EŞ VE YAKIN ANLAMLI / ANLAMDAŞ KELİMELER
Yazılışları ve okunuşları farklı anlamları aynı olan sözcüklere eş anlamlı (anlamdaş) kelimeler-sözcükler denir.
* Bunlar cümlede birbiriyle yer değiştirdiklerinde cümlenin anlamında değişiklik ve bozulma olmaz. Yukarıda örnekler verilmiştir.
* Sözcüklerin eş anlamlı olup olmadıkları, cümle içindeki kullanımlarından belli olur. Yani bir sözcüğün farklı cümlelerde değişik eş anlamları karşımıza çıkabilir.
Örnek :
- Kömür karası gözleri ışıl ışıl parlıyordu. (Kara-Siyah)
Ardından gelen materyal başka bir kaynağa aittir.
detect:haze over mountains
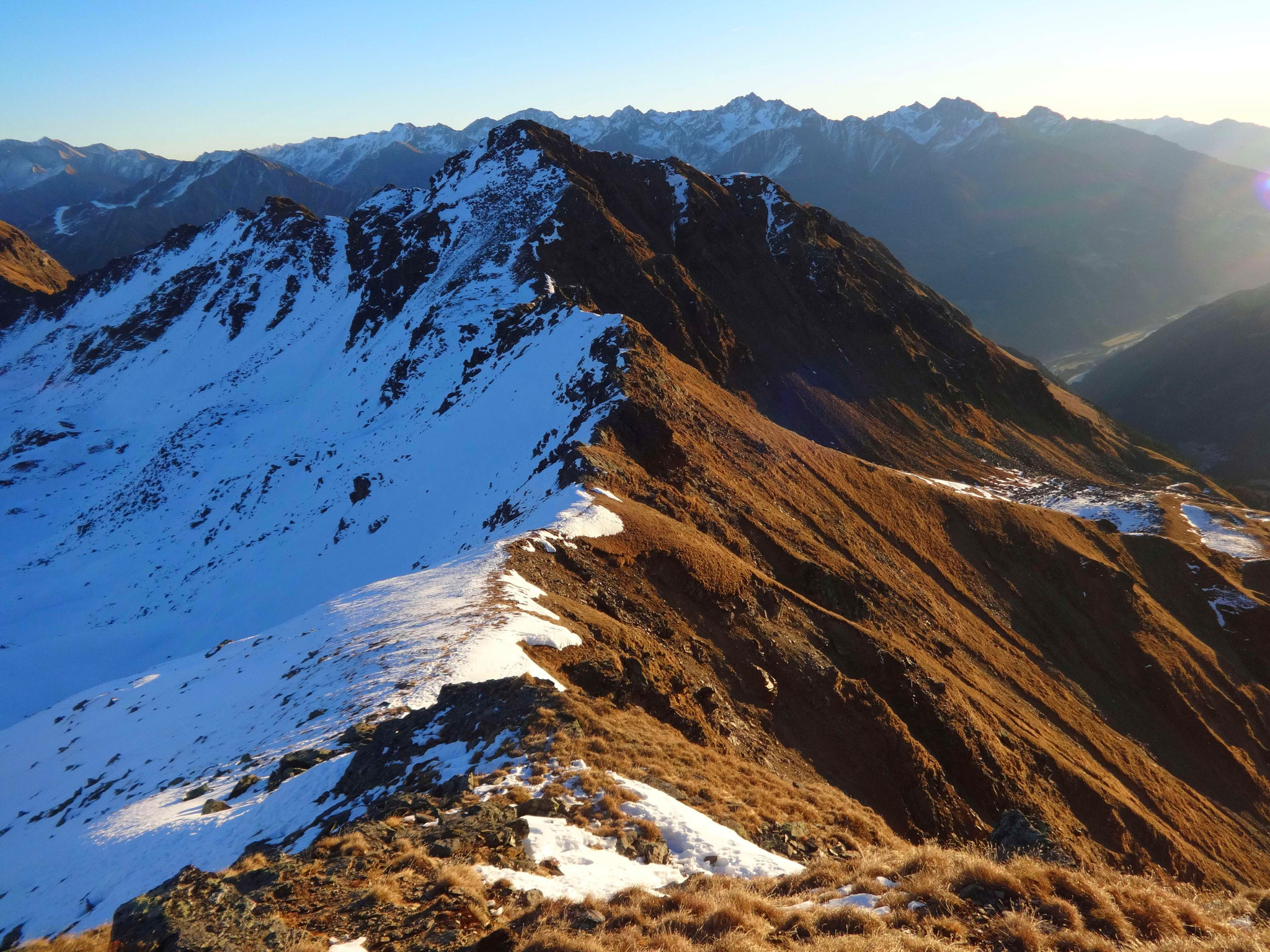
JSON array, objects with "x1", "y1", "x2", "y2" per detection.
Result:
[
  {"x1": 1072, "y1": 286, "x2": 1270, "y2": 506},
  {"x1": 10, "y1": 95, "x2": 1270, "y2": 358},
  {"x1": 1116, "y1": 115, "x2": 1270, "y2": 171},
  {"x1": 0, "y1": 121, "x2": 1270, "y2": 950},
  {"x1": 0, "y1": 97, "x2": 1270, "y2": 952}
]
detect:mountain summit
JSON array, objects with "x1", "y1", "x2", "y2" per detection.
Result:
[{"x1": 0, "y1": 121, "x2": 1270, "y2": 948}]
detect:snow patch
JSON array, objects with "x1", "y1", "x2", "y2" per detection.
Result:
[{"x1": 1183, "y1": 504, "x2": 1265, "y2": 558}]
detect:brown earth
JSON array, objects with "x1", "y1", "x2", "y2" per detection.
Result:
[
  {"x1": 518, "y1": 122, "x2": 1220, "y2": 491},
  {"x1": 503, "y1": 322, "x2": 1270, "y2": 883},
  {"x1": 0, "y1": 221, "x2": 71, "y2": 294}
]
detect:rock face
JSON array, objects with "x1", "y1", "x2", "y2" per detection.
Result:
[
  {"x1": 110, "y1": 867, "x2": 311, "y2": 952},
  {"x1": 0, "y1": 222, "x2": 71, "y2": 294}
]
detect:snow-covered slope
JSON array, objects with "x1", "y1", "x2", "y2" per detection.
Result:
[
  {"x1": 0, "y1": 123, "x2": 619, "y2": 723},
  {"x1": 30, "y1": 151, "x2": 353, "y2": 274},
  {"x1": 254, "y1": 93, "x2": 825, "y2": 185},
  {"x1": 0, "y1": 136, "x2": 175, "y2": 198},
  {"x1": 0, "y1": 491, "x2": 621, "y2": 937}
]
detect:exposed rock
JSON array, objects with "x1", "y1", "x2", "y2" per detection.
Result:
[
  {"x1": 268, "y1": 747, "x2": 338, "y2": 790},
  {"x1": 110, "y1": 866, "x2": 311, "y2": 952}
]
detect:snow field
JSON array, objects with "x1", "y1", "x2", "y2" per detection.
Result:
[{"x1": 0, "y1": 490, "x2": 621, "y2": 935}]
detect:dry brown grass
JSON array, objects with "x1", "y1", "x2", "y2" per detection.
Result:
[
  {"x1": 536, "y1": 690, "x2": 899, "y2": 849},
  {"x1": 435, "y1": 863, "x2": 485, "y2": 901},
  {"x1": 500, "y1": 845, "x2": 1270, "y2": 952},
  {"x1": 20, "y1": 925, "x2": 110, "y2": 952}
]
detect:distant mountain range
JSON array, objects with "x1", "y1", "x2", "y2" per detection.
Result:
[
  {"x1": 1072, "y1": 284, "x2": 1270, "y2": 505},
  {"x1": 7, "y1": 95, "x2": 1270, "y2": 359},
  {"x1": 1116, "y1": 115, "x2": 1270, "y2": 171},
  {"x1": 0, "y1": 152, "x2": 353, "y2": 274}
]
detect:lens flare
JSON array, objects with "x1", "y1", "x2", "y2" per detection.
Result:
[{"x1": 1252, "y1": 171, "x2": 1270, "y2": 208}]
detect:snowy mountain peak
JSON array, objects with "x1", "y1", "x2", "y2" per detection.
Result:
[
  {"x1": 0, "y1": 119, "x2": 629, "y2": 721},
  {"x1": 870, "y1": 97, "x2": 1000, "y2": 151}
]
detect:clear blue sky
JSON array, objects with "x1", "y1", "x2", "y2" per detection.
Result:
[{"x1": 0, "y1": 0, "x2": 1270, "y2": 157}]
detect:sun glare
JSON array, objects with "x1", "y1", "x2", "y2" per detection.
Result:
[{"x1": 1253, "y1": 171, "x2": 1270, "y2": 209}]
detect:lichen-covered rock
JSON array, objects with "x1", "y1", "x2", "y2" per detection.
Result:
[{"x1": 110, "y1": 866, "x2": 316, "y2": 952}]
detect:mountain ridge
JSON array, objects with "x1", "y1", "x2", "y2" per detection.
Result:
[
  {"x1": 11, "y1": 94, "x2": 1270, "y2": 363},
  {"x1": 0, "y1": 121, "x2": 1270, "y2": 941}
]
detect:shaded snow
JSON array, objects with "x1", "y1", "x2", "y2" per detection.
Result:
[
  {"x1": 0, "y1": 490, "x2": 619, "y2": 935},
  {"x1": 0, "y1": 126, "x2": 621, "y2": 725},
  {"x1": 477, "y1": 763, "x2": 802, "y2": 901}
]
- Dost, kara günde belli olur. (Kara-Kötü)
* Eş anlamlılıkla ilgili sorular, bazen "altı çizili sözcüğün cümleye kattığı anlam", "hangisinde...anlamı vardır?" gibi de sorulabilir.
Anlamdaş (eş anlamlı) olmadıkları halde zaman zaman birbirinin yerine kullanılan sözcüklere yakın anlamlı sözcükler denir. Bakmak, görmek, izlemek, seyretmek gibi.